Using Perceptual Evaluation of Speech Quality (PESQ) Loss for DNN-Based Speech Enhancement

Konferenz: Speech Communication - 15th ITG Conference
20.09.2023-22.09.2023 in Aachen

doi:10.30420/456164011

Tagungsband: ITG-Fb. 312: Speech Communication

Seiten: 5Sprache: EnglischTyp: PDF

Autoren:
Thieling, Lars; Nippert, Lars; Jax, Peter (Institute of Communication Systems (IKS), RWTH Aachen University, Aachen, Germany)

Inhalt:
In deep neural network (DNN)-based speech enhancement approaches, standard regression losses such as the mean squared error (MSE) are often utilized for training.
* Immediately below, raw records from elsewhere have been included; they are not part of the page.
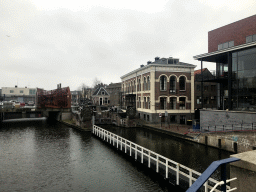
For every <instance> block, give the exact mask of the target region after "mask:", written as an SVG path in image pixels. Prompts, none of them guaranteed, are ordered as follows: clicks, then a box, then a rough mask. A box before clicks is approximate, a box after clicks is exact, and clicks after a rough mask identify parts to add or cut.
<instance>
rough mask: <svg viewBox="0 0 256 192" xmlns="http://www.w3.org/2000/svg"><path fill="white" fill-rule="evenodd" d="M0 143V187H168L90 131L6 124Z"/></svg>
mask: <svg viewBox="0 0 256 192" xmlns="http://www.w3.org/2000/svg"><path fill="white" fill-rule="evenodd" d="M123 132H124V134H126V133H127V130H123ZM145 134H147V133H145ZM131 137H132V136H131ZM139 139H144V138H142V137H139ZM0 146H1V147H0V162H1V163H0V170H1V174H0V185H1V191H97V192H98V191H99V192H100V191H104V192H105V191H167V189H166V188H164V187H160V186H159V184H158V183H157V182H155V181H154V180H152V179H151V178H150V177H148V176H147V175H145V174H144V173H143V172H142V171H141V170H138V169H137V167H136V166H134V164H133V163H132V162H130V161H128V160H126V158H124V157H123V156H122V155H120V154H119V153H118V152H117V151H115V150H113V149H111V148H109V147H108V146H106V145H105V143H103V142H101V141H99V140H97V139H95V138H93V137H92V136H91V134H90V133H89V134H88V133H85V132H80V131H76V130H73V129H71V128H68V127H65V126H63V125H59V124H55V125H48V124H47V123H37V124H34V125H33V124H31V123H29V124H27V125H25V124H24V125H17V124H15V125H13V124H12V125H11V124H8V125H5V127H3V128H2V129H0Z"/></svg>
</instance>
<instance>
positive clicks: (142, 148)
mask: <svg viewBox="0 0 256 192" xmlns="http://www.w3.org/2000/svg"><path fill="white" fill-rule="evenodd" d="M141 163H143V148H142V147H141Z"/></svg>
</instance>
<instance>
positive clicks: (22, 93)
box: [2, 86, 37, 103]
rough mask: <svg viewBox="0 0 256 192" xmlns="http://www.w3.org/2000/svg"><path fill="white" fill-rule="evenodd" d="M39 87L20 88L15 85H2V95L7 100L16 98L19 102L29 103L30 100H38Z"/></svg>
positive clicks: (18, 101) (16, 99)
mask: <svg viewBox="0 0 256 192" xmlns="http://www.w3.org/2000/svg"><path fill="white" fill-rule="evenodd" d="M36 90H37V88H27V87H25V88H20V87H18V86H15V87H2V96H3V99H4V100H5V101H10V100H16V101H18V102H25V103H28V102H29V101H33V102H35V101H36Z"/></svg>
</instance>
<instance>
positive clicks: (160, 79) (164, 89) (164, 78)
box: [160, 76, 166, 91]
mask: <svg viewBox="0 0 256 192" xmlns="http://www.w3.org/2000/svg"><path fill="white" fill-rule="evenodd" d="M160 91H166V77H165V76H161V77H160Z"/></svg>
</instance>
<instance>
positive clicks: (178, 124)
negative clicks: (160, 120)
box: [144, 123, 193, 135]
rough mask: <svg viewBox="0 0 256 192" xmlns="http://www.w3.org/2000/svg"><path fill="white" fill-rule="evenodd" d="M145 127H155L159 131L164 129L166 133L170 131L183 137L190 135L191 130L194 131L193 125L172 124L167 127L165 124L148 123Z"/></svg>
mask: <svg viewBox="0 0 256 192" xmlns="http://www.w3.org/2000/svg"><path fill="white" fill-rule="evenodd" d="M144 125H145V126H148V127H154V128H158V129H162V130H166V131H170V132H173V133H179V134H182V135H185V134H188V133H189V132H190V130H192V128H193V126H192V125H182V124H170V125H168V124H167V125H165V123H162V126H161V124H160V123H159V124H150V123H146V124H144Z"/></svg>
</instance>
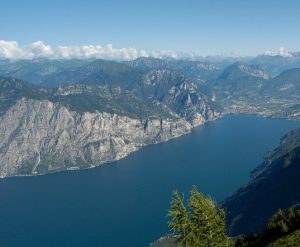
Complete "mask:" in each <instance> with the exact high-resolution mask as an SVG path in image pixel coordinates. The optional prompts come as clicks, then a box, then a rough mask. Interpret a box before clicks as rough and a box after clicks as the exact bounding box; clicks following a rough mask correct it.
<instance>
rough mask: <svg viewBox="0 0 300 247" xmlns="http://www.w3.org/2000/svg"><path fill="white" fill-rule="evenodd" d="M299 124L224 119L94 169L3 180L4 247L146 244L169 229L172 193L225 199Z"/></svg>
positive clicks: (110, 245) (1, 194)
mask: <svg viewBox="0 0 300 247" xmlns="http://www.w3.org/2000/svg"><path fill="white" fill-rule="evenodd" d="M296 127H300V123H299V122H296V121H287V120H278V119H265V118H259V117H255V116H225V117H224V118H222V119H219V120H217V121H215V122H211V123H208V124H206V125H204V126H200V127H198V128H195V129H194V130H193V131H192V133H191V134H189V135H186V136H183V137H180V138H177V139H174V140H171V141H169V142H166V143H162V144H157V145H151V146H148V147H146V148H144V149H142V150H140V151H138V152H136V153H134V154H132V155H130V156H128V157H127V158H125V159H122V160H120V161H117V162H114V163H111V164H107V165H103V166H100V167H97V168H94V169H89V170H81V171H71V172H62V173H56V174H50V175H45V176H39V177H19V178H8V179H2V180H0V246H1V247H8V246H9V247H10V246H14V247H18V246H21V247H27V246H28V247H34V246H38V247H50V246H56V247H60V246H64V247H67V246H72V247H75V246H103V247H110V246H114V247H115V246H116V247H121V246H122V247H127V246H129V247H135V246H137V247H143V246H147V245H148V243H150V242H152V241H154V240H156V239H157V238H159V237H160V236H161V235H163V234H164V233H166V232H167V226H166V221H167V217H166V212H167V209H168V207H169V202H170V199H171V194H172V191H173V190H175V189H177V190H179V191H180V192H184V193H185V195H187V194H188V191H189V190H190V189H191V187H192V185H197V187H198V189H199V190H201V191H203V192H204V193H206V194H209V195H211V196H212V197H213V198H214V199H215V200H216V201H220V200H222V199H224V198H225V197H226V196H228V195H229V194H230V193H232V192H233V191H235V190H236V189H237V188H238V187H239V186H241V185H242V184H243V183H245V182H246V181H247V180H249V172H250V171H251V170H252V169H253V168H255V167H256V166H258V165H259V164H260V163H261V162H262V156H263V155H264V154H265V153H266V152H267V151H268V150H270V149H272V148H274V147H276V146H277V145H278V144H279V139H280V137H282V135H284V134H285V133H286V132H288V131H289V130H291V129H294V128H296Z"/></svg>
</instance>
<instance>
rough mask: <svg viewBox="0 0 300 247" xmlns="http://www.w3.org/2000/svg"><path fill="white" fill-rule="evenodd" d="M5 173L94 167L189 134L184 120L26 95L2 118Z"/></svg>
mask: <svg viewBox="0 0 300 247" xmlns="http://www.w3.org/2000/svg"><path fill="white" fill-rule="evenodd" d="M0 129H1V132H0V176H1V177H7V176H15V175H38V174H45V173H50V172H56V171H62V170H68V169H79V168H88V167H94V166H97V165H100V164H103V163H105V162H109V161H114V160H118V159H121V158H123V157H125V156H127V155H128V154H130V153H132V152H134V151H136V150H138V149H139V148H141V147H143V146H145V145H147V144H151V143H158V142H162V141H167V140H169V139H171V138H174V137H178V136H180V135H182V134H185V133H188V132H189V131H190V130H191V124H189V123H188V122H187V121H186V120H184V119H179V118H177V119H172V120H171V119H158V118H147V119H134V118H130V117H127V116H120V115H117V114H114V113H106V112H99V111H96V112H94V113H90V112H84V113H78V112H75V111H72V110H70V109H68V108H67V107H66V106H64V105H62V104H61V103H53V102H51V101H49V100H33V99H26V98H21V99H20V100H18V101H17V102H16V103H15V104H14V105H13V106H12V107H10V109H9V110H8V111H7V112H6V113H5V114H4V115H3V116H1V118H0Z"/></svg>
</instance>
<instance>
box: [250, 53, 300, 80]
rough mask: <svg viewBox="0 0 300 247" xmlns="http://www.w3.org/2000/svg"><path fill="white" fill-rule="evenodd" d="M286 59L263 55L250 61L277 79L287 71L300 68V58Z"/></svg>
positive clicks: (252, 59)
mask: <svg viewBox="0 0 300 247" xmlns="http://www.w3.org/2000/svg"><path fill="white" fill-rule="evenodd" d="M296 54H298V53H295V56H292V57H285V56H279V55H277V56H267V55H261V56H257V57H255V58H253V59H252V60H250V61H249V63H250V64H254V65H258V66H260V67H261V68H263V69H265V70H266V71H268V72H269V73H270V75H271V76H272V77H275V76H277V75H279V74H280V73H282V72H283V71H285V70H287V69H292V68H300V57H299V56H296Z"/></svg>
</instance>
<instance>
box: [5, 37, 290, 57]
mask: <svg viewBox="0 0 300 247" xmlns="http://www.w3.org/2000/svg"><path fill="white" fill-rule="evenodd" d="M264 55H267V56H278V55H279V56H283V57H292V56H293V53H291V52H289V51H288V50H286V49H285V48H283V47H280V48H279V49H278V50H273V51H266V52H265V53H264ZM138 57H154V58H174V59H189V60H197V59H201V58H203V57H201V56H200V55H199V54H196V53H186V52H178V51H171V50H152V51H146V50H139V49H136V48H114V47H113V46H112V44H108V45H105V46H102V45H79V46H76V45H74V46H51V45H48V44H45V43H44V42H42V41H36V42H33V43H31V44H27V45H20V44H19V43H18V42H17V41H8V40H0V59H12V60H17V59H37V58H53V59H72V58H78V59H87V58H102V59H107V60H133V59H136V58H138ZM211 57H219V58H220V57H238V56H236V55H233V56H231V55H229V56H228V55H227V56H226V55H222V56H211Z"/></svg>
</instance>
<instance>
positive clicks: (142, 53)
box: [0, 0, 300, 59]
mask: <svg viewBox="0 0 300 247" xmlns="http://www.w3.org/2000/svg"><path fill="white" fill-rule="evenodd" d="M0 8H1V15H0V57H2V58H3V57H5V56H6V57H9V56H11V57H18V56H19V57H22V56H23V57H26V56H27V57H32V56H37V55H36V54H44V55H45V56H63V54H65V56H66V57H68V56H75V55H76V54H77V55H76V56H78V57H80V56H89V54H97V56H104V57H107V56H108V57H109V56H112V58H113V57H114V56H116V57H117V56H121V57H122V56H123V57H124V58H126V57H127V58H128V59H129V58H132V57H133V58H134V57H136V56H140V55H153V56H158V57H159V56H163V55H166V56H168V55H170V56H184V55H189V54H197V55H202V56H207V55H226V56H230V55H233V56H253V55H257V54H262V53H264V52H265V51H267V50H275V49H277V48H279V47H285V48H286V49H288V50H291V51H299V50H300V32H299V27H300V14H299V10H300V1H298V0H285V1H280V0H160V1H158V0H147V1H146V0H123V1H122V0H107V1H104V0H98V1H96V0H84V1H80V0H73V1H71V0H69V1H68V0H64V1H63V0H51V1H45V0H44V1H43V0H39V1H37V0H26V1H22V0H19V1H17V0H0ZM130 48H131V49H130ZM47 52H48V53H47ZM74 54H75V55H74ZM101 54H102V55H101ZM112 54H113V55H112Z"/></svg>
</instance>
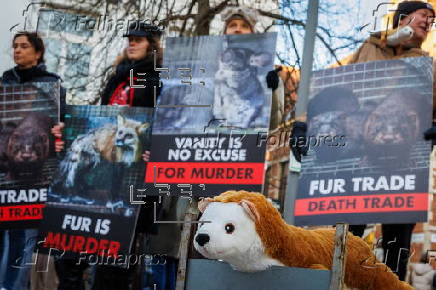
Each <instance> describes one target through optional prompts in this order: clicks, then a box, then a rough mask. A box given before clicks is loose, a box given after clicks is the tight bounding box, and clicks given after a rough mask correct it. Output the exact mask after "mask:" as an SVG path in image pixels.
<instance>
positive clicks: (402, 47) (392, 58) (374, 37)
mask: <svg viewBox="0 0 436 290" xmlns="http://www.w3.org/2000/svg"><path fill="white" fill-rule="evenodd" d="M428 56H429V53H428V52H426V51H424V50H422V49H421V48H419V47H413V48H408V47H390V46H387V45H385V44H384V43H383V41H382V40H381V39H380V34H378V35H377V34H376V35H374V36H371V37H370V38H368V39H367V40H366V41H365V42H364V43H363V44H362V45H361V46H360V48H359V49H358V50H357V51H356V52H355V53H354V54H352V55H351V56H349V57H348V58H347V59H346V60H345V62H346V64H353V63H362V62H368V61H376V60H393V59H399V58H405V57H428ZM433 78H434V79H436V62H435V61H434V60H433ZM435 112H436V81H433V114H434V113H435Z"/></svg>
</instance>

However, these losses typically do not consider human perception and therefore may not lead to good perceptual quality. In this work, we implement a PESQLoss function that approximates the popular perceptual evaluation of speech quality (PESQ) metric. We propose modifications to our existing phase-aware deep speech enhancement approach that enable joint optimization of magnitude and phase estimates using this PESQLoss. By varying the weight of the PESQLoss as an additional term in our total loss, we investigate its influence on the achieved evaluation metrics. Moreover, we present a suppression measure allowing better interpretation of its influence on the estimation results. Our experiments show that the proposed changes for joint optimization lead to an average improvement of about 0.28 MOS w.r.t. PESQ, while achieving similar results for the other metrics (STOI, segmental SNR, DNSMOS).